Tokenizer

1. Get started
- 1.1. GitHub and Repl.it
2. Assignment details
3. Syntax details
4. Some additional hints
5. Capstone work
6. The files you start with
7. Testing your code
8. What to submit

For this part of the assignment, you'll build a tokenizer for Scheme, in C. (You must implement the tokenizer from scratch – don't use Lex or any similar tool, even if you happen to know what it is and how to use it.)

This is an interpreter project team assignment, which means that if you are working on a team with someone else, you and your partner should do your best to even the workload between you. Strict pair programming is not required, but you should make sure that both team members are contributing to the project.
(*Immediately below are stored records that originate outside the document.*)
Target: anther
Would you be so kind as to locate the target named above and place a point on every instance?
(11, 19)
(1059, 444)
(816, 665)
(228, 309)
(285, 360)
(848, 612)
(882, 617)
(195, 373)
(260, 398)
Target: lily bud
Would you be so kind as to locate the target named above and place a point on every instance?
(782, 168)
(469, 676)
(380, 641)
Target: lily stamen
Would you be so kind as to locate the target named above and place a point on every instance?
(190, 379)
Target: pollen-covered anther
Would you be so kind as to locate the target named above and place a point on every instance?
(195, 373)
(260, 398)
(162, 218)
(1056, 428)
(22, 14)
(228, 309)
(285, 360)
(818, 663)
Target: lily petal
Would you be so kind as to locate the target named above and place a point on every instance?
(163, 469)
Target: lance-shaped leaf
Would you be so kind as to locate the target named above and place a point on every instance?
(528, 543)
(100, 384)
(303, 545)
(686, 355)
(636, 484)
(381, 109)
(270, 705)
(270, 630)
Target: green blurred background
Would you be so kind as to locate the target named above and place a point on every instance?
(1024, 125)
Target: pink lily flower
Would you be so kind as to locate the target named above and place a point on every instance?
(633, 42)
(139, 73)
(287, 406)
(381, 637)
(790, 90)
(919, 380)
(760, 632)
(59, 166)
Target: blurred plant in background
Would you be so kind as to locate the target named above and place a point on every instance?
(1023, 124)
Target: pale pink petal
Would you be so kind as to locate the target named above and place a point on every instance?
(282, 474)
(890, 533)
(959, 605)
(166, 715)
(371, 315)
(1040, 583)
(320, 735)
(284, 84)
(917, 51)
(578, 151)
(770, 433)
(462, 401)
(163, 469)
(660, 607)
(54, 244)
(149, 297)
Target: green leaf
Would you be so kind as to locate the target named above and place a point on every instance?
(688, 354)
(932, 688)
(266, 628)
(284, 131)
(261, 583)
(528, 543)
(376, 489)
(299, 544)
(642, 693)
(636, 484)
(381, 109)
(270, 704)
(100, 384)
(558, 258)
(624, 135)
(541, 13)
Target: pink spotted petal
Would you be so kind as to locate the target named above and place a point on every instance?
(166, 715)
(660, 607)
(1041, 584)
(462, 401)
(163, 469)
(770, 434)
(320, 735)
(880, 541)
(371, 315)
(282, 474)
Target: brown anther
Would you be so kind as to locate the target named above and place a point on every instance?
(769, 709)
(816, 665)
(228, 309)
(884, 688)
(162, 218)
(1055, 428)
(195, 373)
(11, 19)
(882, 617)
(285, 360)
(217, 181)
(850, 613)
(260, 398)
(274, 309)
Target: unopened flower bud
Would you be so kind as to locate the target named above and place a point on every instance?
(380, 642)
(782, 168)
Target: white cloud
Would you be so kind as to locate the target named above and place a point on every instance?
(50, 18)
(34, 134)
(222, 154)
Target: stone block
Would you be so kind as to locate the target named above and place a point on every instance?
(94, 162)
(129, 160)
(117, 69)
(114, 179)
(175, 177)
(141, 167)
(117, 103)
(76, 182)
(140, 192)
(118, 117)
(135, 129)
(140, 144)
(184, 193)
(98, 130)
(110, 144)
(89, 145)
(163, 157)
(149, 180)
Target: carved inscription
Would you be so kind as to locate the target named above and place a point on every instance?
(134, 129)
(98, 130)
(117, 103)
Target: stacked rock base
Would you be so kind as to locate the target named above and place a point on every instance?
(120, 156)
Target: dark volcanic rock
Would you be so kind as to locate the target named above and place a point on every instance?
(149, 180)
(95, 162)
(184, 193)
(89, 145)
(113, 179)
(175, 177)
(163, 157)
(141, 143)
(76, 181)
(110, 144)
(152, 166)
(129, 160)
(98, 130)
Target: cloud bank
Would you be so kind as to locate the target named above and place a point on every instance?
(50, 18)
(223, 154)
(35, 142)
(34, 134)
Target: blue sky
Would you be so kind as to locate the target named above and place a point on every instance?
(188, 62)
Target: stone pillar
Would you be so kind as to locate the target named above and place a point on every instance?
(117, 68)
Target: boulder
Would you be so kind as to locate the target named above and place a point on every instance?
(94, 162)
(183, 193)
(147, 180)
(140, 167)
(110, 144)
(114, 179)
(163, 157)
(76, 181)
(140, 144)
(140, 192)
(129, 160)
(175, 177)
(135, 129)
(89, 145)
I do recommend that you try to do pair programming if it is convenient to do so.

1 Get started

1.1 GitHub and Repl.it

Hopefully, you know the routine by now. Let's have the member of your team whose Carleton official email address comes second alphabetically do the step of setting things up. Here is the GitHub classroom link. Feel free to look back at the previous assignment if you need a reminder on getting everything set up.

2 Assignment details

You should fill in tokenizer.c to implement the functions specified in tokenizer.h. More generally, your tokenizer should read Scheme code from a file and return a linked list of tokens accompanied by the type of each token. You must include the following token types:

(fixed below on 10/22, 7am to read double instead of float)

boolean, integer, double, string, symbol, open, close

(the last two are for ( and )). The output format is, per line, token:type.

On comments: You should strip out comments as you tokenize, so that anything after a ; on a line is ignored.

(If you are doing this on your own computer, instead of in Repl.it: in detecting if you've found the end of a line, make sure to be super careful if you have created your test file with an editor on Microsoft Windows. Linux and Mac use an ascii \n at the end of a line, but Windows uses a \r\n at the end of a line. All of our tests run on on Linux so you don't need to worry about this unless you are creating your own test files with Windows. If you are, you need to either just create your test files on Linux, or make sure that your tokenizer code can also handle \r\n at the ends of a line.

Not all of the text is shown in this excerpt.